El butano en España: una historia de 60 años

Foto: Daniel Horacio

Cartagena, 1957. José Álvarez Sánchez funda la Factoría de Butano con la intención de ofrecer a sus vecinos energía barata en una época en la que España se encontraba en una difícil situación económica. Así se inicia en nuestro país la historia del butano en bombonas, cuya comercialización fue un auténtico éxito para la Factoría de Butano.

Fue ya en 1957 cuando al butano en España se le identifica con ese característico color naranja. En algunos medios de comunicación rescatan las palabras que ya por aquel entonces José Álvarez ofrecía a los periódicos murcianos que se interesaron por su nueva empresa. Para él, no había mejor color para pintar las bombonas en un país que se relaciona con las naranjas. En la hemeroteca se pueden leer críticas a ese color como reclamo de la empresa, pero, poco a poco, se fue introduciendo en el día a día de los consumidores de butano y del resto de la sociedad.

El éxito de la empresa de José Álvarez se traduce en la apertura de una planta de llenado de las bombonas y la instalación de una red propia de reparto, que hizo posible que las bombonas llegasen a Valencia, en un primer momento, y a Madrid, así como a León y Barcelona, donde se abrieron en las 60 nuevas plantas de llenado de esas bombonas.
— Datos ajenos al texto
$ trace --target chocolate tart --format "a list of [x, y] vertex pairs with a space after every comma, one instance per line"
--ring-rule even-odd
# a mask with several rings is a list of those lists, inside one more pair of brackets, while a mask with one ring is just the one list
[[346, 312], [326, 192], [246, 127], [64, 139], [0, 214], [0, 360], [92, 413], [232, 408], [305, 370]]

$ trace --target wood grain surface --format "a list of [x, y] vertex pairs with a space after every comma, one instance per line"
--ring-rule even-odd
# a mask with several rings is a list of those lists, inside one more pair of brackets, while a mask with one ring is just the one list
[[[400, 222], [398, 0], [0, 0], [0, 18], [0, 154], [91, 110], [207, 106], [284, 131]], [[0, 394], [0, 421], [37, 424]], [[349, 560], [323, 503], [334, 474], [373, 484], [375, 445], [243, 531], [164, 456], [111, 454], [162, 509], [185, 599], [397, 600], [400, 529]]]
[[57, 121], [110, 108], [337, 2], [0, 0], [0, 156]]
En la segunda mitad de esta década se multiplican las licencias a empresas de cada zona de España que permite hacer llegar el butano a hogares de prácticamente toda la geografía. Si en 1957 la Factoría de Butano llenaba 3.000 bombonas, en 1967 ya repartía 80.000 bombonas, quedando incluso a veces insatisfecha la demanda, tal como recuerdan en Las Provincias.

En los años 70 el éxito es tal que desde Butano SA, la marca con la que trabaja en esos momentos la principal distribuidora, decide implementar un sistema informatizado creado por IBM para mejor gestión de la demanda. Aunque precisamente en la segunda mitad de los 70 y principios de los 80, la liberalización del mercado que trae consigo la llegada de la democracia provoca la creación de la sociedad Repsol, que absorbe Butano SA. A partir de entonces es Repsol la que comercializa el butano (como podemos leer en las bombonas de nuestro hogar o negocio) y en los años 90 se consolida como líder del sector.
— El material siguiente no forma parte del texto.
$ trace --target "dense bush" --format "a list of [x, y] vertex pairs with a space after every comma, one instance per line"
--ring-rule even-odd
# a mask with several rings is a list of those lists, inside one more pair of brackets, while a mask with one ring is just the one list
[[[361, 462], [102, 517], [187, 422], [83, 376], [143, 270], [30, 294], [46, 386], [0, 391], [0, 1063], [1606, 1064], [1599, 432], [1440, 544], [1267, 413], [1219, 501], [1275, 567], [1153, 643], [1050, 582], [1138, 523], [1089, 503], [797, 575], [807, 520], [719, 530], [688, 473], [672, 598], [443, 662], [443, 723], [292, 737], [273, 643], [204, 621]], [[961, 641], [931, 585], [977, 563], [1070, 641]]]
La primera década del siglo XXI es la de la creación de la marca Repsol Butano y su expansión a Francia, Portugal y Latinoamérica. También es el momento en el cual vemos la amenaza de competencia para Repsol y las bombonas de diferente tamaño (las clásicas son de 12,5 kilos y han surgido algunas de 6 kilos y otras medidas). Es también en los últimos años donde se enmarca la entrada de Cepsa en el mercado del gas licuado. Actualmente, esta compañía tiene el 25% del mercado, mientras el restante sigue siendo en gran parte de Repsol.

El paso de los años pues, ha supuesto siempre una mejora para la calidad del servicio al usuario, que ve como mejoran las infraestructuras de reparto y las nuevas tecnologías emergen en el mundo del butano para facilitarle la vida.